Across Black America
Here’s a look at African American people and issues making headlines throughout the country.
Nine patients in Alabama have died after receiving intravenous nutrition, a method of feeding vitamins, minerals, and other natural therapeutic substances directly into the bloodstream, which is alleged to have been contaminated, despite uncertainty as to its role in the deaths. Alabama authorities mentioned they were investigating an outbreak of Serratia marcescens bacteremia, a bacterial infection in the blood, in 19 patients at six hospitals in the state, all of whom received total parenteral nutrition (TPN). TPN is a nutritional solution fed to patients by injection. “Of the 19 that received the substance, nine of those are no longer living.... These were very fragile individuals, and it’s not clear whether the bacteria contributed to their deaths,” said Dr. Jim McVay, a senior official with the Alabama Department of Public Health.
President Barack Obama recently announced that he will visit Facebook this month for an online town hall event with CEO Mark Zuckerberg. Obama, who announced Monday he would seek re-election, is using the two-day visit to Silicon Valley and San Francisco as an initial lap of the 2012 presidential campaign. Facebook and the White House jointly announced Tuesday that Obama will visit the Palo Alto headquarters of the social network on April 20, where the president will hold a special “Facebook town hall” event that will stream live over Facebook and the White House website, starting at 1:45 p.m.
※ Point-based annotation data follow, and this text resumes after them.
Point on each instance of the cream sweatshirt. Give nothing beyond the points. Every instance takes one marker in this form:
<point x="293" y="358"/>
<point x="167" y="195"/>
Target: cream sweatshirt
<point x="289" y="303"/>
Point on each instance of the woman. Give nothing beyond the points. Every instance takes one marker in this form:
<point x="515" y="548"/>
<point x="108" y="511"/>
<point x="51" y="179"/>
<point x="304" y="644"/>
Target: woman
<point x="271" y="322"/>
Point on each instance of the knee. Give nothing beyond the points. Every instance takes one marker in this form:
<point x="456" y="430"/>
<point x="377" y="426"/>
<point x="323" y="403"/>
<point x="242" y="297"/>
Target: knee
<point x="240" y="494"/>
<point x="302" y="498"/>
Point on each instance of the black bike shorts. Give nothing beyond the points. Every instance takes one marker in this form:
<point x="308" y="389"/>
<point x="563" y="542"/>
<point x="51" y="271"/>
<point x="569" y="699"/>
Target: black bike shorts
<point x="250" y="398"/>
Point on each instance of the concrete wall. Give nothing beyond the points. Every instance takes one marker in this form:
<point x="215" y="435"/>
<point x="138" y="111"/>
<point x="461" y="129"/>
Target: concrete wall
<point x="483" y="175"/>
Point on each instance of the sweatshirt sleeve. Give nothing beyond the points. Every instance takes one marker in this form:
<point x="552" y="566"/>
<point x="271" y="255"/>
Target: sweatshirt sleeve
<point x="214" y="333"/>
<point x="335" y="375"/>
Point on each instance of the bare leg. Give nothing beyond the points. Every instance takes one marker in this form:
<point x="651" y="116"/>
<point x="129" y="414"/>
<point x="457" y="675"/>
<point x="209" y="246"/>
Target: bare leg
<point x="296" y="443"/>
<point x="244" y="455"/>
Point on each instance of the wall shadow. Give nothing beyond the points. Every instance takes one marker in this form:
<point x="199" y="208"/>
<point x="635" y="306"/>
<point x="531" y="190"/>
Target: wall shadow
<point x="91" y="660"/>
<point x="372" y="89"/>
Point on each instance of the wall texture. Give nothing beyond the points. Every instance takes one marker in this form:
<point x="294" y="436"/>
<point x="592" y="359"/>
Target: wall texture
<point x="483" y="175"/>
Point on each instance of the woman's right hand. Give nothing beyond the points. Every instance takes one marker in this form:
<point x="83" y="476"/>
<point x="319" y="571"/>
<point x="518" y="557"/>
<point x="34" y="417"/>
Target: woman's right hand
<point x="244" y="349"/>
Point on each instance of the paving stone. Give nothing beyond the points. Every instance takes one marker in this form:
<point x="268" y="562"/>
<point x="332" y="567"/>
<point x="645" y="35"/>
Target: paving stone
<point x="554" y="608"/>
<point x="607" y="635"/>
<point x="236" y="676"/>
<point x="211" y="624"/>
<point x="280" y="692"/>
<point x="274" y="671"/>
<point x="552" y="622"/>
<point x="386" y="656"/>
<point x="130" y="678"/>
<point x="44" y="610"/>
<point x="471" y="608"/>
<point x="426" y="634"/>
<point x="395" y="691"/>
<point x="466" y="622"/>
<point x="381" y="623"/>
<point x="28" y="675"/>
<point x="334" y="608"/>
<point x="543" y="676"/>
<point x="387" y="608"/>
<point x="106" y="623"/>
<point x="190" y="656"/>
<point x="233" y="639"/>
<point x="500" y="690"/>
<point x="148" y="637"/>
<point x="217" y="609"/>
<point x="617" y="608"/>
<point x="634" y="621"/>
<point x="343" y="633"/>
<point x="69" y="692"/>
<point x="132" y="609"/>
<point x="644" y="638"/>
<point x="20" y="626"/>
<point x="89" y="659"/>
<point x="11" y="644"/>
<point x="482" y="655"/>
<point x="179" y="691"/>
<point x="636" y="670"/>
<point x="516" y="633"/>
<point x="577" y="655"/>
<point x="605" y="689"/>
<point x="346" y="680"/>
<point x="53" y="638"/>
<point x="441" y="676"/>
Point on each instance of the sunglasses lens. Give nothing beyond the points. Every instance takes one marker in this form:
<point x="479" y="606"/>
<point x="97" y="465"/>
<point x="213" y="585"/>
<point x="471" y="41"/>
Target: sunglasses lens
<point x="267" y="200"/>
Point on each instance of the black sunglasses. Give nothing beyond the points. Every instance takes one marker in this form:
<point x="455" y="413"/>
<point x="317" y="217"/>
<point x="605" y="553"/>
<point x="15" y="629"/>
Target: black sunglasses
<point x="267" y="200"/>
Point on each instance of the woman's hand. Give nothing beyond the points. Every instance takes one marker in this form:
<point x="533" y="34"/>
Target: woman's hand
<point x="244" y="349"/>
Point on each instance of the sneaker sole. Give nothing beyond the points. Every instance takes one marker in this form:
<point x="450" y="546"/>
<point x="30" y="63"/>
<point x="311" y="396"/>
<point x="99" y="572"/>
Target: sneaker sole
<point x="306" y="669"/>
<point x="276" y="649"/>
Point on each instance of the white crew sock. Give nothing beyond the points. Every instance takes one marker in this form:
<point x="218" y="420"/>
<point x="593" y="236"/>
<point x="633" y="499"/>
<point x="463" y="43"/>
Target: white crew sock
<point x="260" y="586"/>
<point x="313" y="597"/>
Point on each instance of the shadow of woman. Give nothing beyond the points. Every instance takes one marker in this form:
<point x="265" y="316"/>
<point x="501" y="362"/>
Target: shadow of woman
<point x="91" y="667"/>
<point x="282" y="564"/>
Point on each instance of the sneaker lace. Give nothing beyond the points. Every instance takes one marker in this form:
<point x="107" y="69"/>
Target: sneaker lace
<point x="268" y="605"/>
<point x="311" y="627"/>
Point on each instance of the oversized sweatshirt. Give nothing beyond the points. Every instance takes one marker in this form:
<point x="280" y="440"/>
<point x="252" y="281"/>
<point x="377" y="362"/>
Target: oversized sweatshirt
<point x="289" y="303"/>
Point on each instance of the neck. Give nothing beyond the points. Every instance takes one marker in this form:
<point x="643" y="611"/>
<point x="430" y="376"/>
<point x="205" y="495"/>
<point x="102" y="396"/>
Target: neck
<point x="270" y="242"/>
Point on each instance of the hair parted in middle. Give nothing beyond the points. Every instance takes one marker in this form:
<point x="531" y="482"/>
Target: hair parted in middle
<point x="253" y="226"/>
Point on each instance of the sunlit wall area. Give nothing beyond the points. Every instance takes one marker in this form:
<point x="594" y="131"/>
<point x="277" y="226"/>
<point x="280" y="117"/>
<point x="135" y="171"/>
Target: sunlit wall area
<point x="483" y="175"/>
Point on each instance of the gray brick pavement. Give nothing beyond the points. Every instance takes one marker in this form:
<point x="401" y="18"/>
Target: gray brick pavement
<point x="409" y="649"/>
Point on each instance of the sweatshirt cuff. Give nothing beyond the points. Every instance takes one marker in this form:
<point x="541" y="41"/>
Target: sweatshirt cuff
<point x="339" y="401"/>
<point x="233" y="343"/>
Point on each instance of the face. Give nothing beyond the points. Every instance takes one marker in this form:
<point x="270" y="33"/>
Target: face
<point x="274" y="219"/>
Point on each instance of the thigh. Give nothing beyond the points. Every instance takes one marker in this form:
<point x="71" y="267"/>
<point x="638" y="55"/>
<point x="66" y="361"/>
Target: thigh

Zuckerberg and Facebook Chief Operating Officer Sheryl Sandberg will moderate and sit onstage with the president, in front of an audience of about 1,000 Facebook employees, small-business leaders and Silicon Valley entrepreneurs. While the president is expected to take some questions from the audience, the majority will be selected from questions people post for Obama on Facebook or the White House website over the next two weeks.
District of Columbia
Changing the politics of hunger is the focus of Bread for the World’s national gathering to be held in Washington, D.C., this June. Speakers will include world-renowned preachers, high-level government officials, members of Congress and staff, development and nutrition experts, and journalists. The event will also include a special international meeting on ending maternal and child malnutrition. The meeting, co-organized by Bread for the World Institute and Ireland’s Concern Worldwide, will bring together non-governmental organization leaders, nutrition experts, and decision makers from nearly a dozen developing countries. The conference aims to build political support and momentum for a global campaign that focuses on the right nutrition for mothers and children during the first 1,000 days of a child’s life, from pregnancy to the child’s second birthday.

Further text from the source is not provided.